Bukti-bukti yang Berlawanan Muncul bukti-bukti berlawanan berdasarkan keterangan atau penilaian deskriptif, kemudian bukti-bukti angka statistik, dan bukti yang mengacu pada perluasan radikal dari perekonomian dalam negeri, sebagai akibat dari dampak tanam paksa. Berdasarkan laporan-laporan para residen yang diberikan kepada Gubernur Jenderal, umumnya melukiskan kesejahteraan yang berkesinambungan dan semakin membaik, hal ini dibuktikan dengan bertambah luasnya tanah yang digarap, sangat ramainya kegiatan niaga, meningkatnya jumlah penduduk dan taraf konsumsi, perbaikan dalam sarana perumahan, bahan pangan dan sandang, dan meningkatnya jumlah produksi pangan sebagai bukti dari keterangan yang dilaporkan. Rangkuman keterangan mereka oleh Gubernur Jenderal dalam laporannya, kepada menteri urusan negara jajahan, dinyatakan bahwa “Pulau Jawa selama masa belakangan ini dalam hal kebendaan telah mengalami kemajuan dan perkembangan pada taraf yang mengesankan”. Sudah tentu seluruh bukti semacam ini perlu dipertimbangkan dengan hati-hati. Bukan saja segala keterangan itu seringkali bersifat samat-samar dan mencerminkan kesan belaka, namun juga lazimnya keterangan itu berasal dari kaum pejabat yang karirnya tidak akan membaik bila mereka melaporkan kegagalan. Walau bagaimanapun, laporan mereka tidak dapat diabaikan seluruhnya. Penilaian tadi diperkukuh lagi dengan pembahasan kategori pembuktian kedua yaitu bersifat statistik, disimpulkan bahwa mengenai manfaat keuangan yang diperoleh dari budidaya paksa itu bagi kaum tani yang dipaksa ikut serta, telah terbukti oleh seperangkat angka-angka statistik yang menggambarkan beberapa pola perbelanjaan dan konsumsi selama masa sistem tanam paksa tersebut dibandingkan jumlah penduduk. Angka-angka itu menunjukkan bahwa andaipun diperhitungkan pesatnya laju pertumbuhan penduduk di pulau Jawa, ternyata bahwa kaum tani dapat membelanjakan harta benda dan barang konsumsi.

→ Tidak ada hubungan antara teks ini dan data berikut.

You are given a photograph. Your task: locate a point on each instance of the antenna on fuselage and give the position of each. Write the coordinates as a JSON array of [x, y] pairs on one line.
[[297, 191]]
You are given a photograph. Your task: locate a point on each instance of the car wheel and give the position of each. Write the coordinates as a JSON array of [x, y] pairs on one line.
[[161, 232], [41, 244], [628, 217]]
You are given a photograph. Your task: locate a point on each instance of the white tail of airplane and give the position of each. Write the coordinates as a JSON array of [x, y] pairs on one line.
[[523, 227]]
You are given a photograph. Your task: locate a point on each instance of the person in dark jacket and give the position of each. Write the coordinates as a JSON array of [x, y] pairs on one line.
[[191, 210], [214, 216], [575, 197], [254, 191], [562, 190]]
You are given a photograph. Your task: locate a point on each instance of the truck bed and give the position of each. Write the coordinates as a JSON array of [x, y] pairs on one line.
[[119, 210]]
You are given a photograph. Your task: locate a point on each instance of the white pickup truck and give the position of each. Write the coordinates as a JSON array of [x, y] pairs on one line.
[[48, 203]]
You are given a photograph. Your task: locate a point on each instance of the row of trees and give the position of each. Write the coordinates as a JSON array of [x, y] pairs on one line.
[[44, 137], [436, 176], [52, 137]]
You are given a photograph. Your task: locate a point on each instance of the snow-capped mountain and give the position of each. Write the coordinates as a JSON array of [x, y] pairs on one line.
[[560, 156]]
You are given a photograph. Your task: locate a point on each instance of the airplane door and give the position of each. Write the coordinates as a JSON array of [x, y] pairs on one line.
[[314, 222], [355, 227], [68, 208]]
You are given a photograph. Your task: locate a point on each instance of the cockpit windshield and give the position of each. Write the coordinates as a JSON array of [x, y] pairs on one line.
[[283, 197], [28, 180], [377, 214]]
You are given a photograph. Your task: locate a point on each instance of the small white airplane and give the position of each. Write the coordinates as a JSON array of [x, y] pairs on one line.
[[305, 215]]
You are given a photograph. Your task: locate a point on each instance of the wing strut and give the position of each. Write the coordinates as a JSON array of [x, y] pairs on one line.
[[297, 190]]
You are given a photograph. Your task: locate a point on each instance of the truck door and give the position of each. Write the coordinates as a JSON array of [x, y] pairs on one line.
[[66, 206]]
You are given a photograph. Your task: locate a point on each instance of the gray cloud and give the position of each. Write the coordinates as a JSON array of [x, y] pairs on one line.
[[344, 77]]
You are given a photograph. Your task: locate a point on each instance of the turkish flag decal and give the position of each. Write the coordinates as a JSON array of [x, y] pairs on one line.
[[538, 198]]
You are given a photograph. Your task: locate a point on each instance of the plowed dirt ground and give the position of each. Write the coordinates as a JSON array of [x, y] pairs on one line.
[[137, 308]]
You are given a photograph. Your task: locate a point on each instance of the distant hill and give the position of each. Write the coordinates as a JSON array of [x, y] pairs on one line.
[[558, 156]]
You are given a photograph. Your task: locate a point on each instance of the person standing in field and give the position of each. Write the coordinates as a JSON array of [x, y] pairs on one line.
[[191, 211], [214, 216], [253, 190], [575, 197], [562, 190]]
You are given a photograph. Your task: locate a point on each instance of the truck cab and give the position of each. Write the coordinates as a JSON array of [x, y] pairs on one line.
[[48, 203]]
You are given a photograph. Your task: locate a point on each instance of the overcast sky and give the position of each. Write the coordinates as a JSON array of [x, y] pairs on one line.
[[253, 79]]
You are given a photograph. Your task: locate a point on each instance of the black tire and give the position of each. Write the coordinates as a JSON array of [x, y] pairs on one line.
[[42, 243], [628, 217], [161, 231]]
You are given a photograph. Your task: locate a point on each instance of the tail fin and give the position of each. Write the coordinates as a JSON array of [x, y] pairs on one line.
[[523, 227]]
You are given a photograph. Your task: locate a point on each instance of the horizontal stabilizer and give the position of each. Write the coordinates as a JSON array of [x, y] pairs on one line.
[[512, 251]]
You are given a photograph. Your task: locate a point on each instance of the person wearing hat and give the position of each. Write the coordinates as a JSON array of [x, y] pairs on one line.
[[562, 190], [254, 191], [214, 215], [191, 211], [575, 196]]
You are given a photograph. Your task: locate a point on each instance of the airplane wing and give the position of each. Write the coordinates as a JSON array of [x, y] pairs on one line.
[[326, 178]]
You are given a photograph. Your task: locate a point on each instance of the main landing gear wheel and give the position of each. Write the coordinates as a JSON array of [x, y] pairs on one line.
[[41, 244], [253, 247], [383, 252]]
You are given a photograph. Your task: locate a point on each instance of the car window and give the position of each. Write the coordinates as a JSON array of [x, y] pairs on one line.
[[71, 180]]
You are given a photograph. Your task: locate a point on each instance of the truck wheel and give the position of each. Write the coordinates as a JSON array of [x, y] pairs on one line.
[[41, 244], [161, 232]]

Bukti mengenai perluasan ekonomi pangan. Pihak yang mengemukakan kritikterhadap kemiskinan itu, cenderung memandang dampak materi dari sistem tanam paksa dari segi pandangan yang ahistoris dan statis, kaum tani seolah-olah merupakan korban yang bersifat pasif. Namun ada beberap faktor yang diabaikan. Pertama, perubahan radikal yang berlangsung dalam perekonomian pedesaan yang telah dimungkinkandan digairahkan oleh sistem tanam paksa itu. Kedua, kemampuan dan kecakapan kaum tani untuk memberi tanggapan serta menyesuaikan diri terhadap lingkungan dan kesempatan yang baru.

Kesimpulan
Dari berbagai ulasan diatas disimpulkan bahwa pembuktian penyebab alasan kemiskinan itu sungguh lemah dasar pembuktiannya sama lemahnya dengan pembuktian mengenai kemakmuran, sedangkan penopang logikanya jauh kurang mantap. Analisa terakhir disimpulkan bahwa sistem itu langsung dan tidak langsung paling tidak dalam jangka pendek, memberi peluang-peluang untuk suatu pengelolaan secara lebih mantap bagi kehidupan ekonomi pangan serta kemungkinan-kemungkinan untuk pertumbuhan ekonomi masyarakat tani, yang sebelumnya amat terbatas pilihan-pilihannya.

Sumber:
R.E. Elson, ‘Kemiskinan dan kemakmuran Kaum Petani pada. Masa Sistem Tanam Paksa di Pulau Jawa’ dalam Anne Booth, dkk. ( eds ) dalam Anne Booth dkk (eds.), Sejaran Ekonomi Indonesia (Jakarta: LP3ES, 1988).